2. Coraline gets whatever she wants in her dream to an extent (AKA semi-lucid dreaming). In Coraline's dream, she seems to be getting everything she wants: her dad can play music, her mom cooks great food, and Wybie's mouth is forever shut. However, Coraline doesn't understand that she is fully in control of her dream, so she thinks that her "Other Mother" is in charge. When someone is only semi-lucid, she does not know how to control her dream. Semi-lucidity is perfectly illustrated in the film when Coraline and the black cat walk past the house into a blank existence. Coraline could easily imagine some other location, but since she doesn't realize that she is in a dream (false awakening), she believes that the Other Mother has trapped her in her Other Home.
3. No one else is aware of Coraline's dream. Although Coraline experiences incredible events in her illusion, these events are are only happening in her dream; they are personal, and no one else is aware of them. Even when her parents are "trapped" in the Detroit snow globe, they have no recollection of the Other World once Coraline wakes up. Coraline imagines that the snow melts off of their clothes before they can see the evidence of the dream, which is her way of reasoning the events in the Other World with reality. In this sense, Coraline wasn't really in a lucid dream; however, the amount of clarity and lapse between illusion and reality absolutely compares to that of lucidity.
Wybie was the only other real person who saw the Other Mother's metal hand, but I think this is a phenomenon called "dreamscaping." I'm not going to get into that concept since I'm not very educated on it, but since he saw the hand in the middle of the night, plus since Coraline went to sleep and then "woke up" (probably in a false awakening), it is likely that the two of them could have been interacting with each other in the same dream.
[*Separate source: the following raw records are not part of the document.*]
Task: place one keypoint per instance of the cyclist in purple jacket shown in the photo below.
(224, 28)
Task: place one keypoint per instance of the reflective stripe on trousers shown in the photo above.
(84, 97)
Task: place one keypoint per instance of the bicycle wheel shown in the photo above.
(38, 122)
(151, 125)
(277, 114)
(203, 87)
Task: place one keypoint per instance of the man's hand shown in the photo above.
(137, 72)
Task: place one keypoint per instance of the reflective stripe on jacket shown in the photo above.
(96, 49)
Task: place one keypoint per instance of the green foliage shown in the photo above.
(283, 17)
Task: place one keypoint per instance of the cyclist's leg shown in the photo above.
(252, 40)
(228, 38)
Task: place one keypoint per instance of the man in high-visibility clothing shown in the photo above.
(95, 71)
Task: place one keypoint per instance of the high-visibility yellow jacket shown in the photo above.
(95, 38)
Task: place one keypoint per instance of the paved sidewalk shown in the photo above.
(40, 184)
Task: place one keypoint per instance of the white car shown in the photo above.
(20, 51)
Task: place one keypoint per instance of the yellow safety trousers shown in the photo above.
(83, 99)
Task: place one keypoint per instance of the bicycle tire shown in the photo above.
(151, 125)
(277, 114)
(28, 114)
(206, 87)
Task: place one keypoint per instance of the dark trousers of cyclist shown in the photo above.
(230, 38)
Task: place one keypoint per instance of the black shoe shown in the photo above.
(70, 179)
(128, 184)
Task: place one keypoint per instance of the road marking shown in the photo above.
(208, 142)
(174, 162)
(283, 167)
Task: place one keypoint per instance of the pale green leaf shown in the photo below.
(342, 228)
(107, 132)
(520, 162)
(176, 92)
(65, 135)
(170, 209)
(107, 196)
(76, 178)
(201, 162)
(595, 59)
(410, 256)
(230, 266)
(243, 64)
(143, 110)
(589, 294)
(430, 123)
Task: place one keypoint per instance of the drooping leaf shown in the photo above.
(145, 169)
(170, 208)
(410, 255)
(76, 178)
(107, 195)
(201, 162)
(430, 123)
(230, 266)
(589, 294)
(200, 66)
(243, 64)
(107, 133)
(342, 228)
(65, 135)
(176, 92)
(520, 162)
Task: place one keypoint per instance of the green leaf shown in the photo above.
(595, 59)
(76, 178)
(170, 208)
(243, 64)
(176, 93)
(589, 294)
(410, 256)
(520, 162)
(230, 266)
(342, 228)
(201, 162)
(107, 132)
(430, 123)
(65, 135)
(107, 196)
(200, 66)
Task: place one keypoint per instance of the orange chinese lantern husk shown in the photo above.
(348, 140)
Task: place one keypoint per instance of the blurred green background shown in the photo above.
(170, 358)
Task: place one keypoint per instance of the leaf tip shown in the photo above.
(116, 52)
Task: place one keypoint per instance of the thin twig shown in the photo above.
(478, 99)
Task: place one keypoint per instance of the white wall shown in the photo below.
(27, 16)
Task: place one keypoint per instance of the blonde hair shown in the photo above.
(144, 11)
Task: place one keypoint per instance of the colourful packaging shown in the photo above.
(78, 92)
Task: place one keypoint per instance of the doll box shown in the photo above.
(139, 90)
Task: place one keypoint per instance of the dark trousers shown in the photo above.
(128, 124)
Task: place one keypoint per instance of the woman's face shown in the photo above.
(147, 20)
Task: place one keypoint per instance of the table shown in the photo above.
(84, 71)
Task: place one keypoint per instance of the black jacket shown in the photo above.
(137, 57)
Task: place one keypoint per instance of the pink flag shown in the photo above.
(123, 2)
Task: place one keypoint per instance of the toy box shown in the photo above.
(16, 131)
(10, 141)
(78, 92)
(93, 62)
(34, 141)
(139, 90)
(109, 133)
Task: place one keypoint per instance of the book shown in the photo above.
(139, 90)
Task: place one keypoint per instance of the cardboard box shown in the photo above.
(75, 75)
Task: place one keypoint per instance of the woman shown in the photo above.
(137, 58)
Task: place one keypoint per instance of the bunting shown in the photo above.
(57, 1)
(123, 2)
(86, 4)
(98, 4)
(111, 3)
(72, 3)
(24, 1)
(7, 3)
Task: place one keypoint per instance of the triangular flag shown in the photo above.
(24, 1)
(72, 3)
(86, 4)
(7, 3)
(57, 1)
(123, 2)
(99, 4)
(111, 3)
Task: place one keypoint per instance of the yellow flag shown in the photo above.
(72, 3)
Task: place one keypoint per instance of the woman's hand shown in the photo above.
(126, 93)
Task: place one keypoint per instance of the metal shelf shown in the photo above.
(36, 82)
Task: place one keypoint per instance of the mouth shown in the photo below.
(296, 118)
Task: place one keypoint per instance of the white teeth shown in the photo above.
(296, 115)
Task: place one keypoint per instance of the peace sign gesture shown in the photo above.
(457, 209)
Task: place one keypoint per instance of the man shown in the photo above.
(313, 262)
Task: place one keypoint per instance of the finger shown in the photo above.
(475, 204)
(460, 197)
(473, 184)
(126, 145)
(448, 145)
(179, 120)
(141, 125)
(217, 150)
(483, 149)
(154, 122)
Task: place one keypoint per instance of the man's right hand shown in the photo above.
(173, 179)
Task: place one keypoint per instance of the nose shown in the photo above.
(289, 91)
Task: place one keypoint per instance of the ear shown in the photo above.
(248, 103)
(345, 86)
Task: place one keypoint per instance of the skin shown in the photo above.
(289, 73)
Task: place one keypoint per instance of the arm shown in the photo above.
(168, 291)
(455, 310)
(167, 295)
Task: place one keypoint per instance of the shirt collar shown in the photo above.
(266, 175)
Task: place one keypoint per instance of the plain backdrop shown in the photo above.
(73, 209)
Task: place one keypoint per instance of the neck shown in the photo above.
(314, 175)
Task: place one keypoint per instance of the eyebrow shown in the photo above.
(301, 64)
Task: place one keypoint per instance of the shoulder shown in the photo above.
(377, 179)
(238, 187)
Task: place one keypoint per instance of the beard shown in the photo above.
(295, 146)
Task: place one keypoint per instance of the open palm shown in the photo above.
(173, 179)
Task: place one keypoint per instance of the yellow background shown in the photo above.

4. This isn't exactly a comparison between the two subjects, but I thought that the movie outlined very well the contrast between dreams and reality. Coraline's Other Mother seemed to have created a perfect world for Coraline, but soon after our protagonist discovers this new world, we find that the deceptive Other Mother had ulterior motives. A few days ago, I was having a crisis about fully knowing whether waking reality is actually a dream. Dreams seem normal when we have them, so what's to say that dreams aren't reality and that reality isn't just an illusion? Coraline highlighted the differences perfectly: 1) Reality has rules, and 2) Reality is for everybody (dreams are for the individual). Even if reality is just one complex illusion, at least it has rules that 7 billion people have to live with.
So there's my list! On a side note, I thought it was interesting that Coraline's name has an "o" in it instead of an "a." All of Coraline's real neighbors thought it was strange that her name was "Coraline" rather than "Caroline," but her dream neighbors thought it sounded perfectly normal. This got me to thinking that Coraline was meant to live in the Other World after all. Or it was just a clever way to emphasize Coraline's seclusion and why she would be so tempted to stay in the Other World in the first place. (Also, my sister noticed at the very last few seconds of the movie that Coraline and her family's real garden is in the shape of her Other Mother's face. Creepy.)